TIN founder Greg Shanahan hopes this year's report sees New Zealanders finally take the tech sector seriously.


Over the past few years, the success of companies like Datacom, Xero, F&P Healthcare, Rocket Lab, PushPay, Serko and Gallagher Group has seen the tech sector become one of our largest generators of export receipts.

In 2017, total tech sector revenue increased 7.9 per cent to $10.0 billion while their revenue from exports jumped 8.5 per cent to $7.34b. That placed tech third in our export stakes behind dairy ($14b) and international tourism ($10.8b) and well ahead of staples like meat ($6.6b) and forestry ($4.7b) in NZ's total exports of $53.7b last year, according to Stats NZ figures.
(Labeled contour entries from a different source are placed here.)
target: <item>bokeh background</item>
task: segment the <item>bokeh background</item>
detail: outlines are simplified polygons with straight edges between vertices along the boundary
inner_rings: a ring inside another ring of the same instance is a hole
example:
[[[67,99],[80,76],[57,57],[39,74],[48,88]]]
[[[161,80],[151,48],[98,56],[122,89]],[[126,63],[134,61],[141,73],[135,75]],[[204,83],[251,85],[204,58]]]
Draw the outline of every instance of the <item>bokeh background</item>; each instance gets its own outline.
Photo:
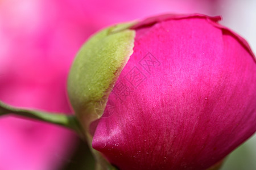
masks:
[[[256,52],[256,0],[0,0],[0,100],[71,114],[66,80],[83,42],[115,23],[164,13],[221,15]],[[68,130],[0,117],[0,170],[93,169],[88,147]],[[256,169],[256,136],[222,170]]]

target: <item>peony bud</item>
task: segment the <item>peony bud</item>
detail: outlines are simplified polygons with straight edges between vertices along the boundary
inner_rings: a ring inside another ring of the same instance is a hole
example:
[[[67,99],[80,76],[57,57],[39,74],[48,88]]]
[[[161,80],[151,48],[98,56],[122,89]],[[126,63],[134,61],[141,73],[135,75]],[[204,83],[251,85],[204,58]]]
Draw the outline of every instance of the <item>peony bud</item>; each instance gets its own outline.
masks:
[[[220,19],[158,16],[107,28],[82,48],[69,96],[111,164],[205,169],[254,133],[255,56]]]

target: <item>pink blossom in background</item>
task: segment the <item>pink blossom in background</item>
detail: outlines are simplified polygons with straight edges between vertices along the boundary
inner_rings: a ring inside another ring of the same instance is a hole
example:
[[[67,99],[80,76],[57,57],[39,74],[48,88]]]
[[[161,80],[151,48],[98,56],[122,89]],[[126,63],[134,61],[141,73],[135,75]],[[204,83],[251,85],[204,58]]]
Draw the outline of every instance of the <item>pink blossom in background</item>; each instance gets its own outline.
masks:
[[[0,1],[0,99],[71,113],[67,74],[92,33],[116,22],[167,11],[210,13],[212,1],[202,2]],[[51,125],[0,117],[0,170],[57,169],[67,163],[74,136]]]

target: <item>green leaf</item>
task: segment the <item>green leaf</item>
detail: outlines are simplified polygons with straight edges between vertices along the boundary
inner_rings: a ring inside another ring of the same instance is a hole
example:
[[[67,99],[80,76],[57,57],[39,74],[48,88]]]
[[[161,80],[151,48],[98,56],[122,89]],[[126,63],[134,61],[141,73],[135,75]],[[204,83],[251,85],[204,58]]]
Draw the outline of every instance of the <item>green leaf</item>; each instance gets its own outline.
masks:
[[[83,134],[79,122],[73,115],[18,108],[6,104],[0,101],[0,116],[9,114],[60,125],[75,130],[80,135],[82,135]]]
But in Shanahan's eyes, tech is just not getting the respect it deserves.

"If you read a lot of the blogs and media, there's a perception that some kind of technology is some sort of joy ride that will never make any money, that it's some sort of bubble-like phenomenon rather than mainstream business," he says.
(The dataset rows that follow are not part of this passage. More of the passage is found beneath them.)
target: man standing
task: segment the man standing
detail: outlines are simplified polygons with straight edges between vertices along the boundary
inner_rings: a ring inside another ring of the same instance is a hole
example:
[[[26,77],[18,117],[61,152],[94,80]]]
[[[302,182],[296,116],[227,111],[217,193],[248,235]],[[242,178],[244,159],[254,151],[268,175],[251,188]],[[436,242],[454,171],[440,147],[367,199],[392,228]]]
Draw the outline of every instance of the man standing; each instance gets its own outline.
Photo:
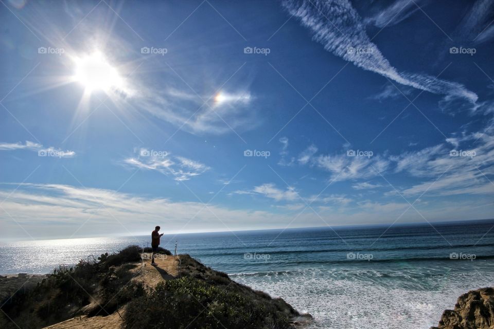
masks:
[[[160,231],[160,229],[161,228],[159,226],[156,226],[154,228],[154,230],[151,232],[151,246],[153,248],[153,255],[151,258],[151,265],[157,265],[156,263],[154,263],[154,254],[158,252],[158,246],[160,245],[160,238],[163,236],[163,233],[161,234],[158,233]]]

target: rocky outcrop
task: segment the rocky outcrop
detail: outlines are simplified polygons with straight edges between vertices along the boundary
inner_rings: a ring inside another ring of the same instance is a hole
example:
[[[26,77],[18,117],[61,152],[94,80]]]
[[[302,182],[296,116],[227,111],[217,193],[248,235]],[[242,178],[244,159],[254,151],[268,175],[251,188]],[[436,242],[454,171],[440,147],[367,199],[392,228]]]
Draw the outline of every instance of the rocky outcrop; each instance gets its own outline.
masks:
[[[464,294],[454,309],[444,311],[439,325],[431,329],[494,329],[494,288]]]
[[[295,327],[304,327],[312,320],[310,314],[299,313],[283,298],[273,298],[266,293],[238,283],[231,280],[226,273],[206,266],[188,254],[180,255],[179,269],[180,277],[192,277],[212,285],[223,287],[258,304],[274,305],[277,312],[288,317]]]

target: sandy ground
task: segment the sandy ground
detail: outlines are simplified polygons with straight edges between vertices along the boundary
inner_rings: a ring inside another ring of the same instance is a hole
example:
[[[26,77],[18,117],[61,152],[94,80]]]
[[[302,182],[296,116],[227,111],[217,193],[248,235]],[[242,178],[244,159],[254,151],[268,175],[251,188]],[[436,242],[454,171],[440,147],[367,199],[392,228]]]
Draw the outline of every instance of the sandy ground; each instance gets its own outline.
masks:
[[[160,255],[155,259],[155,262],[157,266],[151,265],[151,254],[145,254],[144,265],[134,269],[137,275],[133,280],[142,281],[148,287],[153,288],[159,282],[173,279],[178,275],[179,261],[175,260],[174,264],[173,256]],[[118,312],[105,317],[77,317],[46,327],[50,329],[119,329],[122,324],[120,316],[123,316],[125,312],[124,307]]]

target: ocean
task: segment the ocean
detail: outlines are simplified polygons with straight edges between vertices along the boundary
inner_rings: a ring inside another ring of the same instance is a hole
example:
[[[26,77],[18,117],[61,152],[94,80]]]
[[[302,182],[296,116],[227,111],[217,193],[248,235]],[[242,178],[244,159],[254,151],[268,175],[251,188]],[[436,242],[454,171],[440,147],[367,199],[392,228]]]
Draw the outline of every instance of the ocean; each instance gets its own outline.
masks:
[[[314,317],[311,328],[428,329],[462,294],[494,286],[493,226],[489,220],[170,234],[161,246],[173,251],[176,241],[179,253],[283,298]],[[2,243],[0,273],[46,273],[150,241]]]

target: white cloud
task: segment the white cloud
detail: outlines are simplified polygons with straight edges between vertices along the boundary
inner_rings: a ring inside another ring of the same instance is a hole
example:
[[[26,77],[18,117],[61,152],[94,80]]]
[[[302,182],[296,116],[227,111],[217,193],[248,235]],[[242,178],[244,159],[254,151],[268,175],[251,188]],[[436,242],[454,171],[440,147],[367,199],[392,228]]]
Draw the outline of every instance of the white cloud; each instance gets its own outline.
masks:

He hopes this year's report will help open a "new chapter" in how people regard the industry.

"Tech companies are not only growing but growing profitably and there are no signs of any slowdown," he says.

"There are now the foundations for widespread, self-sustaining and stable growth."

Shanahan says he's especially encouraged by the fact there are growth signals across the board. Ebitda is up, revenue is up, R&D spending is on the rise, hiring is up, more investment is coming in and export receipts are up (the latter helped by the low dollar).


The TIN founder says growth is happening from startups to established companies, and across both privately-held and publicly-listed companies, with notable growth in the regions.

Shanahan has been part of the action himself. When not chronicling the industry for the TIN200, he runs med-tech company Veriphi, which in March raised $2m to fund international expansion.

But some of the largest growth is happening at the top end of town, he says.

Nine of the top 10 TIN companies saw revenue growth, he says, with the 10 largest enjoying 17.3 per cent growth overall.

Seven of the top 10 are now ebitda positive, compared to five in 2017.

And nine of the top 10 saw their share price increase in the year to March, with PushPay, fleeting tracking software company Eroad and travel software outfit Serko all seeing their market cap at least double.

Overall stock prices for the TIN200's largest ten listed companies by market capitalisation surged 57.3% over the past year.

The TIN200 survey canvasses any technology company that has the bulk of its operations in New Zealand, so includes businesses which are majority-owned by offshore interests.

There will be an update on overseas ownership trends when the full TIN200 report is released on October 24.